デスノート 前編「今から会えない?」Mobile&Movie 第217回

» 2006年07月07日 17時02分 公開
[本田亜友子,ITmedia]
作品名デスノート 前編(DEATH NOTE)
監督金子修介
制作年・製作国2006年日本作品


 死神の気まぐれで地上にもたらされた“デスノート”。「そのノートに名前を書かれた人間は死ぬ」という絶対的な力を手に入れた大学生・月(ライト)と、デスノートによって引き起こされる殺人事件を追う探偵のL(エル)。2人の天才の対決を描いた人気コミックが、前編・後編と分かれて映画化されました。前編のクライマックスでは、月が携帯電話によってピンチを迎えます。以下、内容に触れますので、これから見る予定の方は注意して下さい。

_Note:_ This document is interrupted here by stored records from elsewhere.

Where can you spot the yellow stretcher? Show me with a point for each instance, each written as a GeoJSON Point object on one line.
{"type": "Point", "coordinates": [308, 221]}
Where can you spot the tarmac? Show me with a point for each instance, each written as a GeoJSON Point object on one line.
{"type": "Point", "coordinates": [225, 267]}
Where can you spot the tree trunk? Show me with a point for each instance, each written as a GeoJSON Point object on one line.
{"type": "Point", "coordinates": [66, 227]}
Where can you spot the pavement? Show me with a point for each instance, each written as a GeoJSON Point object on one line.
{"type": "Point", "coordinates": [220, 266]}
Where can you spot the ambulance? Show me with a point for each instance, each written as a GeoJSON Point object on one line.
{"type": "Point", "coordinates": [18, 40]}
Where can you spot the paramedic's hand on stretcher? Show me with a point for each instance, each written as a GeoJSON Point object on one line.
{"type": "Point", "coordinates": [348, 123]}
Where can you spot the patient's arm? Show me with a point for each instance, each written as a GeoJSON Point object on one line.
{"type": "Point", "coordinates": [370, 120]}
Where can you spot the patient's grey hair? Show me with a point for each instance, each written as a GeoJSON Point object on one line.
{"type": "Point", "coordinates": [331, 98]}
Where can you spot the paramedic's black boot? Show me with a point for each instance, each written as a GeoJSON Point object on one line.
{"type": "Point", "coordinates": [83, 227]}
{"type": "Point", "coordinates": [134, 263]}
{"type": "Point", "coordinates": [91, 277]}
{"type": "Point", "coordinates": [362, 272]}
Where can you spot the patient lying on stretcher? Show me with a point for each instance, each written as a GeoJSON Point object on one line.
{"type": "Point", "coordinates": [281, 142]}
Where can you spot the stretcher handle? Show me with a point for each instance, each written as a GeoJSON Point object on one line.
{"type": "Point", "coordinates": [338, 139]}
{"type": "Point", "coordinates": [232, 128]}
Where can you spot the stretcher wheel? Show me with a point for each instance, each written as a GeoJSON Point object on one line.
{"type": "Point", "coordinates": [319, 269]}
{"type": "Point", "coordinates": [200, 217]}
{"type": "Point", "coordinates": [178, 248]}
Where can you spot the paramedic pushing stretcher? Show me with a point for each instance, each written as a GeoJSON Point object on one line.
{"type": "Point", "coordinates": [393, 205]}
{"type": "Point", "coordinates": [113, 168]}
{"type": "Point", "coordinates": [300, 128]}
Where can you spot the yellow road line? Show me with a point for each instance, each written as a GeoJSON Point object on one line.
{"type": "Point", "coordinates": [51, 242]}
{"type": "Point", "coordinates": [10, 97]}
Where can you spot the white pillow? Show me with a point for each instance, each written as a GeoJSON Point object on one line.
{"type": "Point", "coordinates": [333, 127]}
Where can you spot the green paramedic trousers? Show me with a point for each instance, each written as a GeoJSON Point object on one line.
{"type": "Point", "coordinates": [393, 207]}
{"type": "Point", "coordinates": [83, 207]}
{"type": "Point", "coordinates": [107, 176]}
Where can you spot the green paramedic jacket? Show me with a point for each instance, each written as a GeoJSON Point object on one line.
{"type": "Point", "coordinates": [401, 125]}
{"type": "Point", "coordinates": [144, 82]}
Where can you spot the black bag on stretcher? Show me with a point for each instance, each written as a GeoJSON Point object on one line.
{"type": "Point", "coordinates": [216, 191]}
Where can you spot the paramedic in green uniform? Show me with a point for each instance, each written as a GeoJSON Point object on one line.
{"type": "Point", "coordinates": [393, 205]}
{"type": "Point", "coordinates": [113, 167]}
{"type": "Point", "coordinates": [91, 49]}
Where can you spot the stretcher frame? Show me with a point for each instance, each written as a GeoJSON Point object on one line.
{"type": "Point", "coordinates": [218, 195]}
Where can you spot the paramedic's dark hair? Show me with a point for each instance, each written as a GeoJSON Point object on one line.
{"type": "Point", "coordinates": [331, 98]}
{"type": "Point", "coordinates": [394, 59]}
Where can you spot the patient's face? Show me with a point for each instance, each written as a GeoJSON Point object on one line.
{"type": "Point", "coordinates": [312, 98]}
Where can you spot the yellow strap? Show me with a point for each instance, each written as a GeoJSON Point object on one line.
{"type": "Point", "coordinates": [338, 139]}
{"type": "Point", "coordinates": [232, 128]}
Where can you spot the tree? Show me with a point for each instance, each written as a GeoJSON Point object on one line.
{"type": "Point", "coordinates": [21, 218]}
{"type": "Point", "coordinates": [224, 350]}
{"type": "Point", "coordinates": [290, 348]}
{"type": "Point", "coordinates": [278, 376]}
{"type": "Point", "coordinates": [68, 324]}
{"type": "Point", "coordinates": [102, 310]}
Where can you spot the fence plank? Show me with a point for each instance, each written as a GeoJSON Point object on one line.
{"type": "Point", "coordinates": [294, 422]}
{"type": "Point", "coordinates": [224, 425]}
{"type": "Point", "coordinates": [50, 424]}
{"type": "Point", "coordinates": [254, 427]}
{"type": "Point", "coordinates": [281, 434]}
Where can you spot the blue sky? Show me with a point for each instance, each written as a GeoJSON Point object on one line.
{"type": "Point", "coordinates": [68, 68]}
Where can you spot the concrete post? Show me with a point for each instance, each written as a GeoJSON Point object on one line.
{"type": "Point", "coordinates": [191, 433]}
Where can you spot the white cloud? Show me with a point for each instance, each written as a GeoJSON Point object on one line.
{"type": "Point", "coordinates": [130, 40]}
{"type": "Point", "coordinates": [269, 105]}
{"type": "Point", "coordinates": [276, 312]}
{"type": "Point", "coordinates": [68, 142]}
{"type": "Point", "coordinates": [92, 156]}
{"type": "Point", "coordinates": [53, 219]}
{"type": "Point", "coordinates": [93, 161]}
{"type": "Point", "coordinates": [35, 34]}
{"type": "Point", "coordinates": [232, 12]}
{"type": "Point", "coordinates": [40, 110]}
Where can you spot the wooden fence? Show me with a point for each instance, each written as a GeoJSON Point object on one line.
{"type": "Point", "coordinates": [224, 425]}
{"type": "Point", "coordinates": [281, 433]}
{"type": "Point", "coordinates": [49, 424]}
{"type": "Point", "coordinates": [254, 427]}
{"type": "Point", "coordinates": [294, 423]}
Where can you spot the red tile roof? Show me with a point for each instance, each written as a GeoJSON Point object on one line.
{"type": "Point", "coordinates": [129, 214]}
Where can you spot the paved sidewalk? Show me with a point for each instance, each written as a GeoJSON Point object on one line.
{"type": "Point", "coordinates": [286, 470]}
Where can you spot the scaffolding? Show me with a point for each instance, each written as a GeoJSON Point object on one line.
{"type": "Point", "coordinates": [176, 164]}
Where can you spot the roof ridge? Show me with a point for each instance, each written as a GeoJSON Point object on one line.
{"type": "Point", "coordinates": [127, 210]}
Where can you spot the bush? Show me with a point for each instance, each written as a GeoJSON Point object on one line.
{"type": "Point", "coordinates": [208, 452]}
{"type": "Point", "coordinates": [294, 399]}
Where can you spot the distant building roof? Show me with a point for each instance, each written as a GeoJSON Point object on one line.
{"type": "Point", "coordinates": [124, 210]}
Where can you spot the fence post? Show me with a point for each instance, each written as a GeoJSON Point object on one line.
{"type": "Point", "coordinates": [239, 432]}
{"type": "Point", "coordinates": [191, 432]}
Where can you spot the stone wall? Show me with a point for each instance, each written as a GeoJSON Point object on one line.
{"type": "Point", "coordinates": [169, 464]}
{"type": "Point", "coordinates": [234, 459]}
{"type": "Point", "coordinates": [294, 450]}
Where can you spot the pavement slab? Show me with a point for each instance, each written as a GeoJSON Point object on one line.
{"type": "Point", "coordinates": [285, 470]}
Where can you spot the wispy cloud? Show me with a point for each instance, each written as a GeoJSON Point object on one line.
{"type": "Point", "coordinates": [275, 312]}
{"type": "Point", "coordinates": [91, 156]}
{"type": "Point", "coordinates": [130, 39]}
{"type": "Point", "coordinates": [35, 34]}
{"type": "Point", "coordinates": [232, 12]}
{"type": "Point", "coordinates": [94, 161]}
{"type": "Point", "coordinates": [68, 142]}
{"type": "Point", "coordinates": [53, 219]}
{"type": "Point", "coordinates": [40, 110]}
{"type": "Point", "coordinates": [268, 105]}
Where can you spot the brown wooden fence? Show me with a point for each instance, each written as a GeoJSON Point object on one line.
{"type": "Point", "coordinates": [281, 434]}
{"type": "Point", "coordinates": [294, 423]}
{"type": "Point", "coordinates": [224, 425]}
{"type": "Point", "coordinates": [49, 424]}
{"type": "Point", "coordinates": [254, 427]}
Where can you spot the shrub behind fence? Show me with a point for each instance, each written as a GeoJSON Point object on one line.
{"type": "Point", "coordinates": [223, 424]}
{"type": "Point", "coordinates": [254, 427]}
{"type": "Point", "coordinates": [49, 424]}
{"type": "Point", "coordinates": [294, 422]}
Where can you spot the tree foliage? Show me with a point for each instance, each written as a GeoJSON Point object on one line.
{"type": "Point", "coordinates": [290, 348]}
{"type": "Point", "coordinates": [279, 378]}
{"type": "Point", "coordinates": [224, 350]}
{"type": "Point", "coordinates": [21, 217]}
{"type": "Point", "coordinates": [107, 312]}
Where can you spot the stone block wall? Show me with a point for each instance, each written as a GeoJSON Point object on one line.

 大学生の月(藤原竜也)は、警察で働く父(鹿賀丈史)に憧れ、法律を熱心に勉強していました。しかし、司法制度に矛盾を見つけ、凶悪犯が捕まらない現実に憤りを感じることも。同じ大学に通う恋人の詩織(香椎由宇)は、成績優秀な月を尊敬していましたが、犯罪に対する考え方には賛成できない部分も。

 密かに月は警視庁の犯罪データベースへのハッキングを重ね、釈放された凶悪犯の動向を追っていました。そしてある日殺人犯が、仲間同士で事件を笑いながら話しているのを月は目撃してしまいます。怒りがこみ上げて来る月でしたが、どうすることもできません。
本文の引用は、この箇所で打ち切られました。